Lo smog è tra i principali nemici della salute umana, tanto che le principali istituzioni sanitarie lo considerano una delle minacce più importanti. Nel mondo muoiono 7.000.000 di persone ogni anno, solo in Italia quasi 80.000. Non sorprendono quindi i dati del nuovo studio condotto da ricercatori italiani e inglesi che confermano statisticamente che più è elevata e prolungata nel tempo l’esposizione alle polveri sottili, più è alto il rischio che i nostri polmoni si ammalino più gravemente. Questo vale ovviamente anche per Covid-19, ma sono davvero tante le malattie provocate dall’esposizione all’inquinamento ambientale. Già diverse ricerche sul legame tra smog e Covid avevano evidenziato come il particolato sia particolarmente pericoloso per la diffusione del coronavirus. Ci sarebbe anche questa condizione ad aver favorito l’esplosione della pandemia nelle aree più inquinate del nostro Paese.

Smog e Covid: la nuova ricerca svolta tra Italia e Gran Bretagna 

Il nuovo studio è stato condotto da Leonardo Becchetti con Gianluigi Conzo, entrambi professori all’Università di Roma Tor Vergata. Insieme a loro Pierluigi Conzo, docente dell’Università di Torino e Francesco Salustri, del Centro di ricerca sull’economia della salute dell’Università di Oxford.

Gruppo San Donato

I ricercatori in forza alle tre università hanno portato a termine il più esaustivo studio italiano fin qui realizzato sul legame tra smog e Covid-19. Il team di lavoro ha messo sotto osservazione le informazioni relative ai decessi e ai contagi quotidiani di tutte le province e di tutti i comuni italiani. Il gruppo di lavoro ha analizzato questi dati inserendoli in un sistema che prendeva in esame tre fattori principali:

  1. le misure di confinamento;
  2. i livelli di inquinamento dell’aria con una particolare attenzione alle polveri sottili e al biossido di azoto;
  3. le diverse tipologie delle strutture produttive locali, in particolare le attività non digitalizzabili, che anche nel momento della chiusura totale sono comunque rimaste aperte.

Smog e Covid: le aree più inquinate hanno molti più decessi 

I risultati dello studio hanno evidenziato lo stretto legame tra aree inquinate e morti per Covid-19. “Le nostre stime indicano che la differenza tra province più esposte a polveri sottili (in Lombardia) e meno esposte (in Sardegna) è di circa 1.200 casi e 600 morti in un mese, un dato che implicherebbe il raddoppio della mortalità” – ha spiegato Leonardo Becchetti in un’intervista al quotidiano La Stampa.
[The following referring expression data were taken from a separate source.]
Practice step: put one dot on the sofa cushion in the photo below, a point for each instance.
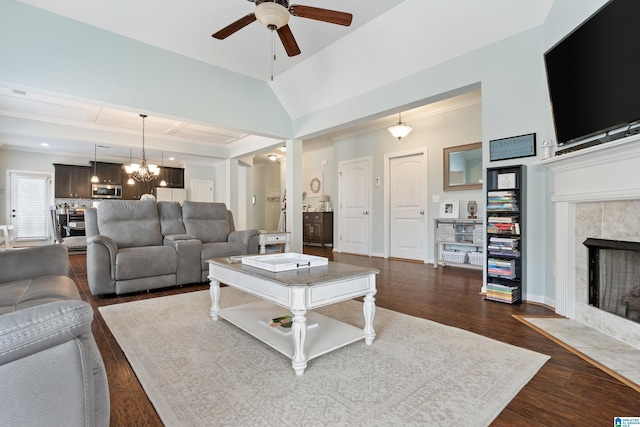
(24, 293)
(130, 223)
(220, 250)
(208, 222)
(170, 214)
(134, 263)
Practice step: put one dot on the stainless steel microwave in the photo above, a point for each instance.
(106, 191)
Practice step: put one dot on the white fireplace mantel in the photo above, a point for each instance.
(602, 173)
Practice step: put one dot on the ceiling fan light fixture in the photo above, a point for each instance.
(400, 129)
(272, 15)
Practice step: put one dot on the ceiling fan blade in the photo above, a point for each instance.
(235, 26)
(325, 15)
(288, 41)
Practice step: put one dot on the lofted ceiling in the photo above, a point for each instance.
(186, 28)
(69, 126)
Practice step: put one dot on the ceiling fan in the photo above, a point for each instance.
(275, 14)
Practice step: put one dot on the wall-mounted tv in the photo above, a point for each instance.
(594, 76)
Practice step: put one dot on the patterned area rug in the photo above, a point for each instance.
(198, 372)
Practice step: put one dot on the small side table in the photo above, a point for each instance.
(274, 237)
Lo studio non spiega quali sono le cause precise

I ricercatori hanno spiegato che i loro dati hanno solo natura statistica, nel senso che lo studio non spiega perché questo avvenga. “Esistono centinaia di studi medico-scientifici che in passato hanno sottolineato come le polveri riducono l’efficienza dei polmoni. In questo modo aumentano i rischi e peggiorando gli esiti delle malattie polmonari, cardiovascolari e dei tumori. Covid-19 è una malattia respiratoria e polmonare e il nostro studio trova un’associazione statistica molto significativa tra inquinamento, contagi e gravità degli esiti del Covid-19” ha aggiunto Becchetti.

Smog e Covid: cosa fare ora per far ripartire l’economia e non far aumentare l’inquinamento?

Cosa fare quindi per riuscire a coniugare il tentativo di ripresa economica e la necessità di limitare le fonti di inquinamento? Becchetti suggerisce di scegliere “una ripresa resiliente e sostenibile, intervenendo su settori come l’economia circolare, la mobilità sostenibile, l’efficientamento energetico, la digitalizzazione e la dematerializzazione”. Con la decarbonizzazione dell’industria, del sistema energetico, della mobilità e dell’edilizia potremmo incidere sul 90% dell’inquinamento. “Per questo bisogna sostenere gli investimenti verdi, con una strategia che punti contemporaneamente sulla creazione di valore economico e sul lavoro, ma anche sulla salute e sull’ambiente”, conclude Becchetti.